Por: Rodolfo Rojas
A fines de los 70, los Estados Unidos llevaban varios años de declive económico y político. El aumento del precio del petróleo, una prolongada recesión con altos niveles de inflación y la crisis de los rehenes en la Embajada en Irán, habían creado un ambiente derrotista. Acaso habían perdido la esperanza en el futuro, uno de los rasgos más nítidos de la nación cuya creación fue calificada por el historiador británico Paul Johnson como ‘la mayor de las aventuras humanas’.
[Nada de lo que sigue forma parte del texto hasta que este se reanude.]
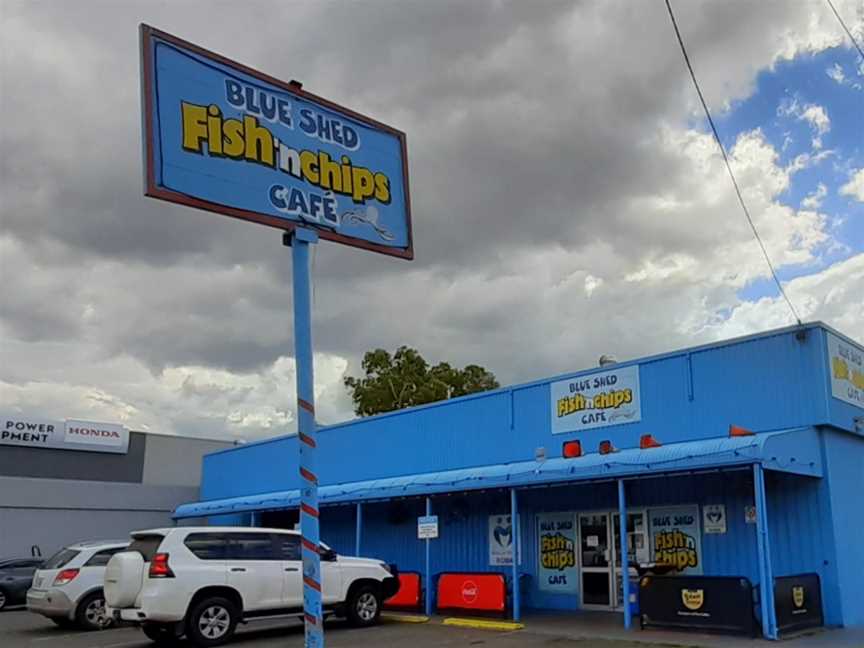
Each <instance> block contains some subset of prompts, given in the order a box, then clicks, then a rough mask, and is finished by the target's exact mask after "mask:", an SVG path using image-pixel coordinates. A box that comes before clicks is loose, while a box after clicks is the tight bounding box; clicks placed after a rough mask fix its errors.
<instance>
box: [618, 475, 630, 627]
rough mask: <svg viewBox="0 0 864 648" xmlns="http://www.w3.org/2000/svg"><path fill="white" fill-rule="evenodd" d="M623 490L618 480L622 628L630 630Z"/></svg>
mask: <svg viewBox="0 0 864 648" xmlns="http://www.w3.org/2000/svg"><path fill="white" fill-rule="evenodd" d="M625 495H626V493H625V490H624V480H623V479H619V480H618V515H619V516H620V518H621V519H620V520H619V525H620V526H619V529H620V533H619V534H618V535H619V536H620V540H621V565H620V566H621V589H622V595H623V599H624V628H625V629H626V630H629V629H630V626H631V625H632V624H633V615H632V613H631V611H630V565H629V561H628V559H627V498H626V497H625Z"/></svg>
Pero en 1981, una vez en el poder, Ronald Reagan se propuso devolverle a su país la primacía económica con una agenda sencilla: bajar los impuestos, disminuir el gasto social, reducir el aparato estatal y promover la acción del libre mercado como el mejor asignador de recursos. En el ámbito militar su objetivo fue incrementar considerablemente el gasto para demostrar que la superioridad soviética era una ficción.
En apenas dos años, la recuperación de la mayor economía del mundo estaba en marcha. Se crearon cerca de 18 millones de empleos. El Estado se aligeró y se revitalizaron miles de agentes económicos. Pequeñas, medianas y grandes empresas, pusieron en marcha lo que se conoció como el reaganismo.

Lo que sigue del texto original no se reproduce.